Les avocats réagiront après avoir visité Nasser Zefzafi dans sa cellule

Des avocats à l’instar de Mohamed Ziane, Naima El Guellaf et Abdessamad Idrissi ont également réagi à cet enregistrement. La vidéo «ne peut être diffusée par le directeur de la prison ou par Mohamed Salah Tamek, délégué général de l'Administration pénitentiaire et de la réinsertion». «Cela a été commandé par de hauts responsables», a déclaré le premier.

«Cela constitue une violation grave des droits du prisonnier. Nous étudions les canaux possibles pour répondre à cette atteinte flagrante des droits de l’homme.»

Même son de cloche auprès de l’avocate Naima El Guellaf, qui fait partie du comité de défense des détenus du Rif. «La vidéo est humiliante et porte atteinte à sa liberté et à son habilité à se défendre. Nous avons été surpris de la découvrir à notre sortie de l’audience. Nous ne ferons rien avant de pouvoir visiter Zefzafi», note-t-elle.
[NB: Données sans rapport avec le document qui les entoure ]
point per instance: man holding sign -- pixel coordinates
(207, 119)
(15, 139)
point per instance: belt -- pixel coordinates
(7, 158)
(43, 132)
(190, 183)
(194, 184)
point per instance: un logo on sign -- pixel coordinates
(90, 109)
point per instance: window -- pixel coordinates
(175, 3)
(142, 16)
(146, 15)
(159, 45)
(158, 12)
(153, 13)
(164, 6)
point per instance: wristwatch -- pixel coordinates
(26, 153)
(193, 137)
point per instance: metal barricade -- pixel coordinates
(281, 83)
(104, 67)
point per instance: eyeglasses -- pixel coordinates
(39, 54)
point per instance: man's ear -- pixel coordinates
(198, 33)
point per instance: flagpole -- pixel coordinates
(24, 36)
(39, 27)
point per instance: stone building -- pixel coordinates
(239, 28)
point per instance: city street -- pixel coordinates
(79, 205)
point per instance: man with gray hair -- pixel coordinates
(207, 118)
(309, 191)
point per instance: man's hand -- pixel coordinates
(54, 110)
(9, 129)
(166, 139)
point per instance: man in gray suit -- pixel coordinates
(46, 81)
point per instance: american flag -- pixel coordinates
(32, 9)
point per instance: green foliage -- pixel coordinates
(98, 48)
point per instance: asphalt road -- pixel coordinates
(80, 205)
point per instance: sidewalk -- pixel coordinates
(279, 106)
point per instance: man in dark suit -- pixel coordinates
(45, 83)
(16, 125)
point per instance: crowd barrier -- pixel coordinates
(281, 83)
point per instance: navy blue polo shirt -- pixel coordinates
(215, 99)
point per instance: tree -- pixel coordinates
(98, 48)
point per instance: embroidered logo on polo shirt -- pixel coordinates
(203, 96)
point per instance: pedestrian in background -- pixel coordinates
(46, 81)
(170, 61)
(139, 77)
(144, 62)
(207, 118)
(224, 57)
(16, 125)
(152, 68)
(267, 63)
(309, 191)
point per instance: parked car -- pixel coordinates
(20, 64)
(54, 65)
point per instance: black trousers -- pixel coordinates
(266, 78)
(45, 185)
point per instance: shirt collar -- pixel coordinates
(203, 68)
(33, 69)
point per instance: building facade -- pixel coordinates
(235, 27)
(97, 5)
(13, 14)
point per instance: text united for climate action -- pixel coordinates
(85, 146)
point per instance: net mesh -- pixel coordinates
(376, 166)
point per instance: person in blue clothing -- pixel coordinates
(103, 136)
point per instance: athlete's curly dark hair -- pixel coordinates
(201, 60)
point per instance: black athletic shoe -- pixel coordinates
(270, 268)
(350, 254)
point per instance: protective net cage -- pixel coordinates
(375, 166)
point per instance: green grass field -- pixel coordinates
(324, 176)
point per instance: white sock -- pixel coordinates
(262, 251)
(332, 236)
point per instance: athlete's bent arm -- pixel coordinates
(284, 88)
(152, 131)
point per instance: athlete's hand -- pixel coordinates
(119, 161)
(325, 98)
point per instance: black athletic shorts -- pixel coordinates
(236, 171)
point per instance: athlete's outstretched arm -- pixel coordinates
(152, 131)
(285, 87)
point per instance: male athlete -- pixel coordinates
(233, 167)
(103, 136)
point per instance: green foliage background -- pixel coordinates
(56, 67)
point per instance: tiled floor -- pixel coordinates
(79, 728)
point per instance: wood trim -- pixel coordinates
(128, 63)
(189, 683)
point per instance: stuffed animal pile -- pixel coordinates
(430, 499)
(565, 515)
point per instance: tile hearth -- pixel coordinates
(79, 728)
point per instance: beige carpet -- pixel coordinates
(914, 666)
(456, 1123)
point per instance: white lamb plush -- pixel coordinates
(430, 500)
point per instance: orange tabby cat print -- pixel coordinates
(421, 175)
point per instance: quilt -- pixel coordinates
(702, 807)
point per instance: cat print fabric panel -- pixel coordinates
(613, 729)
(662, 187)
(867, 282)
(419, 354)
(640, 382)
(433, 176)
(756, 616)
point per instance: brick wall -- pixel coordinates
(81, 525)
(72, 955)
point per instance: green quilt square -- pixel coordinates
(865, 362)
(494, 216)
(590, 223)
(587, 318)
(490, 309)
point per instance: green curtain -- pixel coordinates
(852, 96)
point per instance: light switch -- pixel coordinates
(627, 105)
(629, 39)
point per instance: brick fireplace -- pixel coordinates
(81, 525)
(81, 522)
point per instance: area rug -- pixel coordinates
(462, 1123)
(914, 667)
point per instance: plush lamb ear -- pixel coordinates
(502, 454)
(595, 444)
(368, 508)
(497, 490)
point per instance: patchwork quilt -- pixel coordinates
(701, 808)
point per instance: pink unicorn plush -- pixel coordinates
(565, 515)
Sur sa page Facebook, l’avocat Abdessamad Idrissi a lui aussi dénoncé la vidéo, affirmant que la Brigade nationale de la police judiciaire (BNPJ) et la Délégation générale de l’administration pénitentiaire et de la réinsertion (DGAPR) seraient tous deux responsables de la fuite de ces images. «L’atteinte à la vie privée et à la dignité de Zefzafi par cette vidéo nous rappelle la prison d’Abou Ghraib», dirigée par l’armée américaine en Irak en 2004. «Ce scandale sans précédent interpelle tout le monde, à commencer par le ministère de l’Intérieur, celui de la Justice et celui chargé des droits de l’homme», conclut-il.